Marjo Lindroth & Heidi Sinevaara-Niskanen, ‘Adapt or Die? The Biopolitics of Indigeneity—From the Civilising Mission to the Need for Adaptation’, Global Society 28, 2 (2014).

Indigenous peoples and indigenous lives have historically been the targets of colonial practices. In current politics, the brutal actions these entailed have changed into more subtle forms of governing. Drawing on the context of international politics (the Arctic Council and the United Nations Permanent Forum on Indigenous Issues), we argue that the demand/need for adaptation is one of the rationalities by which power is exercised over indigenous peoples and indigeneity today.

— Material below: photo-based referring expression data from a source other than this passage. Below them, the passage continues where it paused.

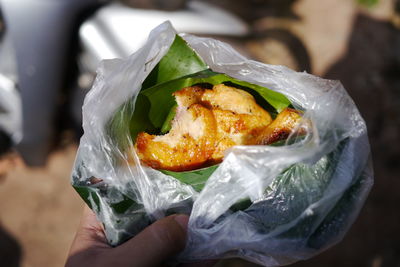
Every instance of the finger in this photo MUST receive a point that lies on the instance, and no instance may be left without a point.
(90, 233)
(155, 244)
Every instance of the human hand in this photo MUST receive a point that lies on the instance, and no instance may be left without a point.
(151, 247)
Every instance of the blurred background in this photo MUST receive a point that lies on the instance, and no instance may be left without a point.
(49, 51)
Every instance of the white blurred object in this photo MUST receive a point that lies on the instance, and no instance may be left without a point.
(116, 31)
(10, 100)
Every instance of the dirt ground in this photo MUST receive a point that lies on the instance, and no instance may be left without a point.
(39, 210)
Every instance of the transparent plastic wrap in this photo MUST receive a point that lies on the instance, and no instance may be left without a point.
(272, 205)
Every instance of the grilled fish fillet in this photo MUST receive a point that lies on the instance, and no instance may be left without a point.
(207, 122)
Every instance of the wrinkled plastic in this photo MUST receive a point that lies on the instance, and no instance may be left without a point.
(304, 195)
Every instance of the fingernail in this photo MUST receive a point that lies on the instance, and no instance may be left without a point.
(182, 220)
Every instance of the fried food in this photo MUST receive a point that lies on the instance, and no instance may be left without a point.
(207, 123)
(281, 127)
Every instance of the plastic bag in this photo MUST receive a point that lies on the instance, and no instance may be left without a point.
(302, 196)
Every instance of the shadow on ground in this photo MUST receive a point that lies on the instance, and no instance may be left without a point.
(10, 249)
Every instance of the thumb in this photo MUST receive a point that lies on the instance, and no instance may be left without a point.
(156, 243)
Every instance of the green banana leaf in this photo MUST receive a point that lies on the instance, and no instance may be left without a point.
(152, 111)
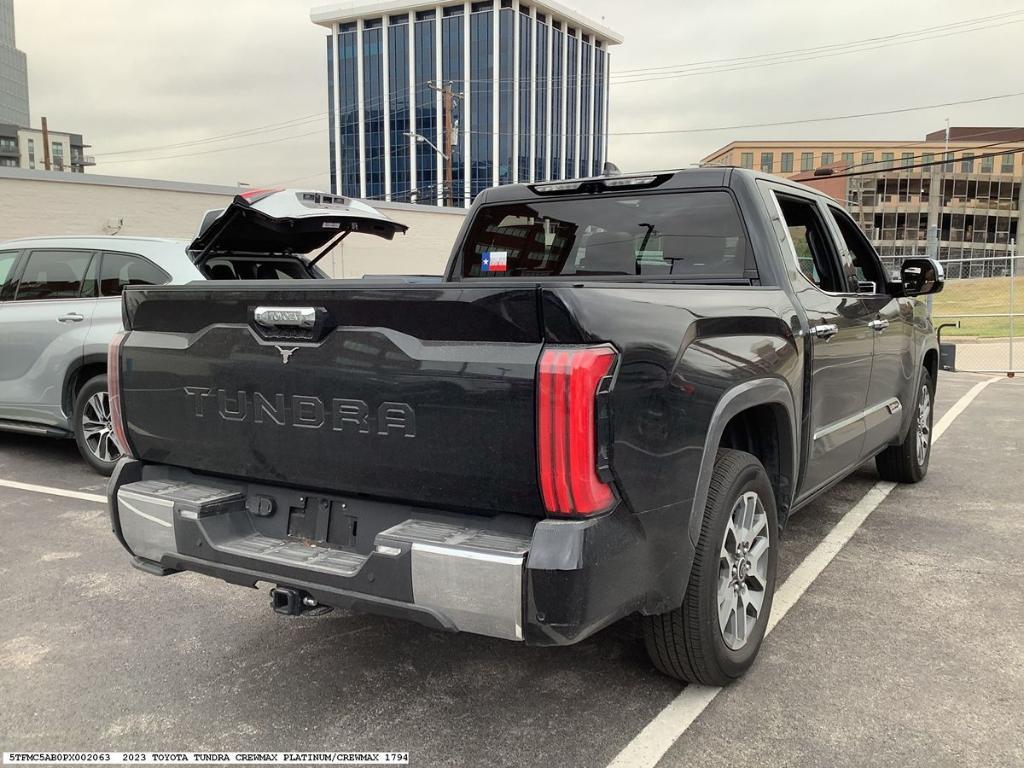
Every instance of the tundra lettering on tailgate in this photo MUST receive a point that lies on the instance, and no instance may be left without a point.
(304, 412)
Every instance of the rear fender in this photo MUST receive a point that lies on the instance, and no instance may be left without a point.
(768, 391)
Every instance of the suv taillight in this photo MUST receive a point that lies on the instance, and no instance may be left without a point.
(114, 392)
(566, 429)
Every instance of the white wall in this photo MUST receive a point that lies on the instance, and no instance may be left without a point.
(41, 203)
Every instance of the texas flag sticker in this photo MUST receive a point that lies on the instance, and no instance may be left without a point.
(495, 261)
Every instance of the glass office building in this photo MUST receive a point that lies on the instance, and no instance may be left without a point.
(531, 96)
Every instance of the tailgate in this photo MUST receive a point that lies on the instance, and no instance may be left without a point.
(417, 393)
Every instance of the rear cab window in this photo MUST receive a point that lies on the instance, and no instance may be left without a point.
(667, 236)
(247, 267)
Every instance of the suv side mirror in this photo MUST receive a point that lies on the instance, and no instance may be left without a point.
(922, 276)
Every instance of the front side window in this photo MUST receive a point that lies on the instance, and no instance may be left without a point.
(865, 264)
(684, 235)
(53, 274)
(7, 259)
(122, 269)
(811, 243)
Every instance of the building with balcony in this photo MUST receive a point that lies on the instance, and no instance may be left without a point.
(20, 144)
(530, 85)
(13, 72)
(24, 147)
(961, 200)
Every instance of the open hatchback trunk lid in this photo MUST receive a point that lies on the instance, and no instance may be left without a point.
(286, 221)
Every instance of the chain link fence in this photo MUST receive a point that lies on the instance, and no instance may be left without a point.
(981, 312)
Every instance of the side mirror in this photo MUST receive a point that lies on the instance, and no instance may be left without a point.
(922, 276)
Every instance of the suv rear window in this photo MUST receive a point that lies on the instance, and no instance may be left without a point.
(224, 267)
(678, 235)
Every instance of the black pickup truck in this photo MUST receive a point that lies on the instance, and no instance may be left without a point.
(612, 402)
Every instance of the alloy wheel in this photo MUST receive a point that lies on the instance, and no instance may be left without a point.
(97, 429)
(742, 573)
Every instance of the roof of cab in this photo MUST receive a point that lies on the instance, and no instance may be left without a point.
(680, 178)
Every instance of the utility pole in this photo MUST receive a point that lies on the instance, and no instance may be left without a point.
(46, 145)
(449, 97)
(1013, 279)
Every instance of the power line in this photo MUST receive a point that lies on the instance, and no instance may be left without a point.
(674, 76)
(865, 163)
(845, 174)
(320, 116)
(817, 120)
(800, 54)
(822, 47)
(213, 152)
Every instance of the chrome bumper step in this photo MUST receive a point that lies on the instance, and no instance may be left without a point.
(472, 577)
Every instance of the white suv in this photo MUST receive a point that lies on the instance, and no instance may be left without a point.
(60, 299)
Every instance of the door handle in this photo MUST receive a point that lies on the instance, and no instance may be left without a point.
(824, 332)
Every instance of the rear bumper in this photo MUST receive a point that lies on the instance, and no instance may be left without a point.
(546, 583)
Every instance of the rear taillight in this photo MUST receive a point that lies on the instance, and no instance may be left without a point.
(114, 392)
(568, 382)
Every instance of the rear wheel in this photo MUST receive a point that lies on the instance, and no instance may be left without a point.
(908, 461)
(715, 635)
(93, 431)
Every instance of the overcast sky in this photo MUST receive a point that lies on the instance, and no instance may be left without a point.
(129, 74)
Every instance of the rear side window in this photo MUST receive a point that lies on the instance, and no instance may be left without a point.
(122, 269)
(683, 235)
(7, 259)
(53, 274)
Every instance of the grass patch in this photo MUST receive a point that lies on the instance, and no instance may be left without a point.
(980, 296)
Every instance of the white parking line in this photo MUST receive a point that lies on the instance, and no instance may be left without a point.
(53, 492)
(650, 744)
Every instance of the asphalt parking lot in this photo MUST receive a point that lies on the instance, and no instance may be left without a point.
(905, 650)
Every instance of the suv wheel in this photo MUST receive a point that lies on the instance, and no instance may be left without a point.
(908, 461)
(715, 635)
(93, 431)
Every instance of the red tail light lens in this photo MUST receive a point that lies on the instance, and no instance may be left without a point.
(114, 392)
(566, 392)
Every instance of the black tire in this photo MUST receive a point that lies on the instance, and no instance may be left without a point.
(903, 463)
(91, 445)
(689, 642)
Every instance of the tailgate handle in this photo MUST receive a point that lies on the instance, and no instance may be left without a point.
(286, 316)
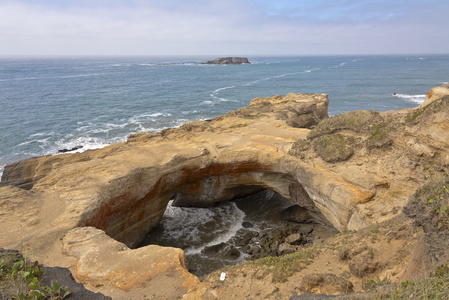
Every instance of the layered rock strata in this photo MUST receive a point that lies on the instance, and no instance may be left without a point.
(352, 170)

We view this as a form of biopower that fosters and steers indigenous life. The paper highlights three concurrent and overlapping strands of the vocabulary of adaptation: a call for agency, a sustaining of authenticity and a politics of placation. Together, these signal what the adaptive indigenous subject should be like, an unceasing demand for adaptation that is subtler but no less colonial than exercises of power past.

 


Heather Sykes, ‘Un-settling sex: researcher self-reflexivity, queer theory and settler colonial studies’, Qualitative Research in Sport, Exercise and Health (2014).

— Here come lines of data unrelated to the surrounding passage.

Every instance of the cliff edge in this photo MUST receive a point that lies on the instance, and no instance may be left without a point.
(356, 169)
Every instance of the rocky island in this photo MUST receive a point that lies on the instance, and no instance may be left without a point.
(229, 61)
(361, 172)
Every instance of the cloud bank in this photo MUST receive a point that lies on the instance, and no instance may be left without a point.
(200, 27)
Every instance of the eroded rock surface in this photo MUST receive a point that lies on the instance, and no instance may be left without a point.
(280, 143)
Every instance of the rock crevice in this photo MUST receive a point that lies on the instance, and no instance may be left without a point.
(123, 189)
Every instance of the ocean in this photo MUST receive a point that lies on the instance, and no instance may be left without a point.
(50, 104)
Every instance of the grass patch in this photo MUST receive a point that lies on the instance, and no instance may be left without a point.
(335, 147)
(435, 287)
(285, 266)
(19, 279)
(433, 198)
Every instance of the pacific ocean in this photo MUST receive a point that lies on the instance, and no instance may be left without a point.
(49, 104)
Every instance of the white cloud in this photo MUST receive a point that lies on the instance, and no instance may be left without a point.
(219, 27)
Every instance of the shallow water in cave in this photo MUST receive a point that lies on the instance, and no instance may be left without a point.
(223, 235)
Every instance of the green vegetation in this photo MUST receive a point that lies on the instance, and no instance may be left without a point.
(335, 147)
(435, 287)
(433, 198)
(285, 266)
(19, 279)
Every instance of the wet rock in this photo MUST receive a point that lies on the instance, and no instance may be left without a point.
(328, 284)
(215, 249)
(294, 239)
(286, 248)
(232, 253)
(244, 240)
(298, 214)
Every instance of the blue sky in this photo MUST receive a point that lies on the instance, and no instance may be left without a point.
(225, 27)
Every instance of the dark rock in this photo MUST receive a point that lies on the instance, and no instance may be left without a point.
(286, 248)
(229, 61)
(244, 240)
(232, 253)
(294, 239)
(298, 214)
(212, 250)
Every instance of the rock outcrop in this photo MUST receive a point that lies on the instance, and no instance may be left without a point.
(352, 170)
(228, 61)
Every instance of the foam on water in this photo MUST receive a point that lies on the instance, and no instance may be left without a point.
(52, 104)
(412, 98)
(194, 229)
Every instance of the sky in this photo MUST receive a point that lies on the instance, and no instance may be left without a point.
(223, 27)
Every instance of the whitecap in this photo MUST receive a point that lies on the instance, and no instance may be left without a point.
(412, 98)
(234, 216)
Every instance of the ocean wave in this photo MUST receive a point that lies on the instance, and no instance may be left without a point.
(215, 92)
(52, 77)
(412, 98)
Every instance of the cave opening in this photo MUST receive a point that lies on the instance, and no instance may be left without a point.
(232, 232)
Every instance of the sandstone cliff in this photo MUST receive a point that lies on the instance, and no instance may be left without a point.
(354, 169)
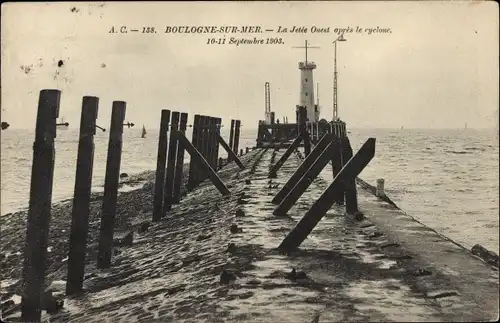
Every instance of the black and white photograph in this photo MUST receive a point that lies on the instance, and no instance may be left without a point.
(249, 161)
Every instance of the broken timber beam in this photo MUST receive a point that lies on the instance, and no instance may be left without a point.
(318, 210)
(295, 144)
(304, 166)
(199, 160)
(231, 153)
(306, 180)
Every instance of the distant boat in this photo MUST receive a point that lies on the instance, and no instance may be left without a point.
(62, 126)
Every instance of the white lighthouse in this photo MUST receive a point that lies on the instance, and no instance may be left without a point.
(307, 87)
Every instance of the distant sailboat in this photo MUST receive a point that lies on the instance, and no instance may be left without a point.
(62, 125)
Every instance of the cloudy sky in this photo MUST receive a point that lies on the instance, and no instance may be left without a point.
(438, 67)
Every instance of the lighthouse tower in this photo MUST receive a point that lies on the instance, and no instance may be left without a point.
(307, 87)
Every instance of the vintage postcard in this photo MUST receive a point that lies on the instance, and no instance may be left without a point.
(249, 161)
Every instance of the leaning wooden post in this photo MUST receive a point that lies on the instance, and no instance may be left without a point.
(303, 129)
(351, 198)
(337, 163)
(200, 161)
(179, 166)
(231, 139)
(236, 143)
(161, 162)
(295, 144)
(171, 160)
(110, 195)
(39, 212)
(81, 200)
(211, 143)
(193, 172)
(218, 122)
(205, 121)
(306, 180)
(318, 210)
(231, 153)
(306, 164)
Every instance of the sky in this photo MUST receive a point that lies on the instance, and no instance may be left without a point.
(436, 68)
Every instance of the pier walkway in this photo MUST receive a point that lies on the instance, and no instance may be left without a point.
(387, 267)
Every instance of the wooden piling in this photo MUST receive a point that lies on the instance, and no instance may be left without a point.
(337, 164)
(306, 180)
(236, 143)
(318, 210)
(161, 162)
(351, 196)
(304, 166)
(171, 160)
(231, 139)
(218, 123)
(193, 171)
(303, 129)
(295, 144)
(201, 162)
(212, 142)
(110, 195)
(81, 200)
(179, 166)
(204, 147)
(229, 151)
(39, 211)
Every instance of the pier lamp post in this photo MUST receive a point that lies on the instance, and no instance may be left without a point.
(335, 91)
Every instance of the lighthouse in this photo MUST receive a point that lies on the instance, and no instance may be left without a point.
(307, 87)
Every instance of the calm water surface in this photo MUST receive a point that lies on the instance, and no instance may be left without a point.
(447, 179)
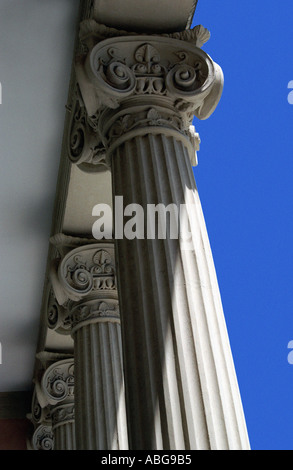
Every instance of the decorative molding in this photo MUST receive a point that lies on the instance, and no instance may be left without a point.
(94, 311)
(58, 382)
(43, 438)
(130, 85)
(57, 316)
(84, 270)
(63, 414)
(83, 148)
(92, 32)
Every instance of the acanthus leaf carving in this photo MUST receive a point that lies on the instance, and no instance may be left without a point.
(95, 310)
(82, 271)
(58, 382)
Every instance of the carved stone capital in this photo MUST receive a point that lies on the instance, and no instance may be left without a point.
(63, 414)
(94, 311)
(58, 382)
(43, 438)
(131, 85)
(85, 270)
(84, 281)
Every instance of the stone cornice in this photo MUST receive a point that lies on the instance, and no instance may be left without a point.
(137, 84)
(92, 32)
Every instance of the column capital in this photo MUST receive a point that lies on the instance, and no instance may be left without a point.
(133, 84)
(58, 382)
(84, 282)
(43, 438)
(83, 271)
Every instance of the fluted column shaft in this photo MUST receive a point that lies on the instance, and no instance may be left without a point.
(85, 281)
(177, 354)
(100, 405)
(139, 95)
(64, 435)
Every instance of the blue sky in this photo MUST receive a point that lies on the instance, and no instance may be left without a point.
(245, 182)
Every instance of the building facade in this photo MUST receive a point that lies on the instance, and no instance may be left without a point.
(133, 351)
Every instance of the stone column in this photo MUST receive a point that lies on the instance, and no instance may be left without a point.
(141, 94)
(84, 280)
(58, 389)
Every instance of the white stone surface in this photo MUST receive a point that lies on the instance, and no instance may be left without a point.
(144, 15)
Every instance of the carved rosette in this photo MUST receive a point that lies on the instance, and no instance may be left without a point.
(132, 83)
(84, 280)
(88, 270)
(94, 311)
(63, 414)
(58, 382)
(43, 438)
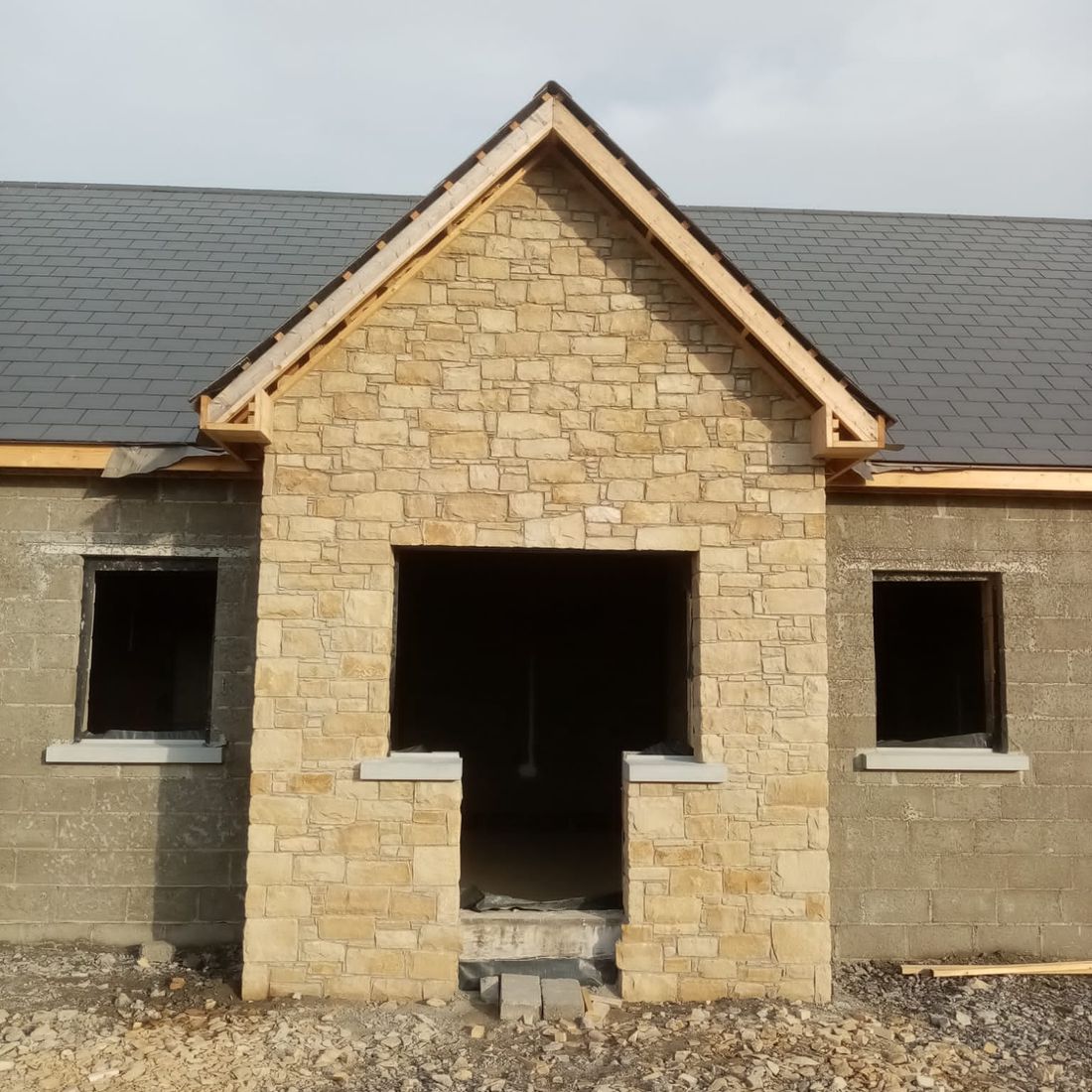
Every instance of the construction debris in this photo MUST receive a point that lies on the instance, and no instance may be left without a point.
(978, 970)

This paper uses self-reflexive personal narratives to examine how queer research about sexuality in sport studies is implicated in both historical and ongoing processes of settler colonialism. Like feminist research, queer research has to be critically self-reflexive about how genders and sexualities are formed through transnational flows across global and local contexts, and within geopolitical relations of power. I start with a critique of research about gays and lesbians ‘coming out’ in sport that continues to be aligned with the rationality of Western Enlightenment and the politics of US exceptionalism. Feminist-queer-trans poststructural research into sexuality and gender categories is gradually exposing the scientific racism and Western theoretical imperialism underpinning the very categories ‘lesbian’ and ‘gay’. It is within this context that my own research has shifted to examine ‘whiteness’ in terms of my specific colonial locations and histories. I include self-reflexive narratives about doing research as a critical white queer settler in Canada, coming out of my ‘colonial closet’ and my anti-colonial research relationships in Amman and Sochi. My purpose is to ‘un-settle’ assumptions about theories and methodologies used to research sexuality, gender and sex in sport studies.